Businesses are increasingly looking to solve climate problems through their core product offerings. Whether it’s due to economic incentives, advances in technology, or the desire to solve environmental challenges, in the last few years we have seen a big rise in ‘climate friendly’ companies, such as in clean tech.
The number of renewable energy firms has soared. The Solar Energy Industries Association (SEIA) reports that US solar is ‘booming’. Annual growth rates averaged 68% over the last decade and now as many as 9,000 companies are operating. In fact, solar energy generation employed more people in the US in 2016 than coal, gas and oil combined. Wind came in second.
In the EU, wind now has almost triple the number of jobs than the US and generates EUR 72 billion in annual turnover, According to Wind Europe.
African countries, including South Africa, Morocco, Algeria, Ghana and Egypt are also making progressive commitments and efforts to increase energy generation from solar. And just recently, Saudi Arabia has announced plans to supply 10% of its power demand from renewable sources by 2023.

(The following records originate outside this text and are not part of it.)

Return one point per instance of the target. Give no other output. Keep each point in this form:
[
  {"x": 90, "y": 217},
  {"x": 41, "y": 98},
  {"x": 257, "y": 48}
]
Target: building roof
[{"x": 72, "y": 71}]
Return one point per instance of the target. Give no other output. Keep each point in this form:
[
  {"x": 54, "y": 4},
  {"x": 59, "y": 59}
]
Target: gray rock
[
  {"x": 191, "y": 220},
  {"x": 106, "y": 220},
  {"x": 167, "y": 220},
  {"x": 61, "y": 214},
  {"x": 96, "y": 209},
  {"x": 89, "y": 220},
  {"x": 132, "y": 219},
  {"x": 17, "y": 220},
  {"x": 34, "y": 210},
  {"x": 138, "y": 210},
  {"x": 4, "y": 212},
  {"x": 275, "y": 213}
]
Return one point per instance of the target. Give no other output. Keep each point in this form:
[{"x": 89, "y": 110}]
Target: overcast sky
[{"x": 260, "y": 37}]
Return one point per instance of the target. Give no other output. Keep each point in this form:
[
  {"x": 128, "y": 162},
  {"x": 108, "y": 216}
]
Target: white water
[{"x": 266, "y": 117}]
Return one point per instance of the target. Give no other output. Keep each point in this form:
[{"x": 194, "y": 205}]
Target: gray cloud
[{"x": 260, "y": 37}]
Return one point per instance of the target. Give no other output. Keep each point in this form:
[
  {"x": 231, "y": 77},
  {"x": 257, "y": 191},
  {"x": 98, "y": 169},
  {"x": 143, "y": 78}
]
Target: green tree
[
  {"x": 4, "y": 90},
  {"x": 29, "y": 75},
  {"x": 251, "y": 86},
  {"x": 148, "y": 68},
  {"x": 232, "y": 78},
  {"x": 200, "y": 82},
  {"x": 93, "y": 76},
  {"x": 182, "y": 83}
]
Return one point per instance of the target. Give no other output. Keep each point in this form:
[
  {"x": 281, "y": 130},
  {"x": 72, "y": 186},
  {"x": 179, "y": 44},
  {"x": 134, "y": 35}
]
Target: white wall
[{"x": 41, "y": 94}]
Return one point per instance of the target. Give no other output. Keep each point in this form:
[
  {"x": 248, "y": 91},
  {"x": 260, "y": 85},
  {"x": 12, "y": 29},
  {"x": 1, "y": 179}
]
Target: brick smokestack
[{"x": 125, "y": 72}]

A second example of a core ‘good’ product might be electric cars. The International Energy Agency reports in its Global EV Outlook 2017 that the global electric car stock grew 60% in 2016 (see graph below from International Energy Agency).
This is exciting, but it comes with an alarming reality check. Even climate-friendly businesses have serious social, economic and environmental impacts – both directly and indirectly. The energy used to power all those electric cars rarely comes from renewable sources, for example. So assuming you’re inherently good and closing your eyes to understanding your other impacts is a huge mistake. But it is the mistake it seems many have, indeed, been making.
Take human rights. In late 2016, Business & Human Rights Resource Centre revealed that it had received 94 human rights abuse allegations for renewable energy companies since 2010. Through their outreach to the renewable energy sector, they found ‘an alarming lack of transparency, awareness and implementation of human rights responsibilities’ within the companies. Their analysis of corporate human rights commitments includes companies like Dong Energy, GE, Siemens Wind Power, and Engie.
Renewable energy companies such as hydro and solar, although climate-friendly, are not necessarily community-friendly. These companies require the building of infrastructure on sizeable stretches of land, pinning community interests against those of the company. This is especially risky in countries with weak governance and land rights, where the prospect of business investment may physically or financially displace a community without any real opportunity at recourse or compensation. Navigating the deep waters of government’s economic interests, community rights and views – as well as cultural and environmental heritage – can be very tricky, especially for newcomers to the industry. Corporate players in new industries may not yet have a history of interacting with stakeholders, learning from peers, or engaging in industry dialogue. As such, many find themselves with fewer resources and guidance to draw on to ensure they are being a responsible corporate citizen.
And the issue isn’t isolated to a company’s direct operations. Supply chains of new markets, like electric car manufacturers, force us to consider whether some parts of the world are unfairly paying the price for our transition to renewable energy.
Lithium-ion batteries, currently required in electric cars, cannot be made without using cobalt. The price of this has more than doubled last year due to demand. Some 63% of the world’s cobalt comes from the Democratic Republic of Congo, a country famous for its ‘conflict minerals’ and where 20% of this cobalt is mined by hand, prevalently using child labour, and other inhumane conditions uncovered in this report. Just before Christmas, Amnesty International published a new report analysing the policies and practices of 26 companies with respect to managing human rights risks within their cobalt supply chains. The report finds that ‘all 26 companies had failed to conduct human rights due diligence in line with international standards…alarmingly, the majority were unable to answer basic questions about where the cobalt in their products came from and whether there were any risks…’
The bottom line is this: companies must not assume that their noble product eliminates their responsibility to understand and mitigate social, economic and environmental harm elsewhere. The transition to renewable energy is an exciting opportunity, but we should all work hard to ensure that it is also an equitable and fair one.